The penultimate step of a good PPA begins by envisioning that the problem has occurred, and it has become time to minimize its effect– setting “Contingent Actions” is what’s needed. The challenge is not to worry about why the problem has happened, but to ask “What will we do when it happens?” Frequently, teams find an answer no deeper than “undo” (CABs always want to know the “back-out plan”); sometimes that is not possible, and other times the smarter play is to steer into the metaphorical skid to escape. The irony here, is backup solutions are a contingent action – invoked when the primary data is either destroyed or deleted.
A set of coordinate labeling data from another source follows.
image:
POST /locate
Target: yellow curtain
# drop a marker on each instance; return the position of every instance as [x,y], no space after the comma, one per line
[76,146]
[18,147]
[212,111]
(It is certainly a Binney Rule, if not yet elevated to a Binney Law: You will always, eventually, create contingent actions; it is better to do so in a conference room, leisurely sipping coffee in front of a white board, then it is when everything has hit the fan, colleagues are panicking, equipment is melting, and contractors are on the clock).
Actions without accountability do no one any good. Setting clear Triggers provides unambiguous notification that a potential problem has indeed occurred, and indicates both the contingent action to be taken, and who should take it.
Potential Problem Analysis Overview:
- Write a clear, specific Action Statement;
- List – then prioritize – Potential Problems of executing that Action;
- Identify Likely Causes of the high-priority potential problems;
- Develop (and assign) Preventive Actions that will eliminate the likely cause;
- Plan Contingent Actions that will mitigate the effect of the potential problem, should it happen; and
- Set Triggers to indicate when the contingent action should be invoked.
Had the new owners of Scripped realized “what could go wrong” with their backup, with the understanding that they did not actually own previous backups, they likely would have taken preventive actions to avoid the debacle. Failing that, if they had identified one or two clear contingent actions, they could have saved critical data before it was too late. Rather, they have become one of too many cautionary tales.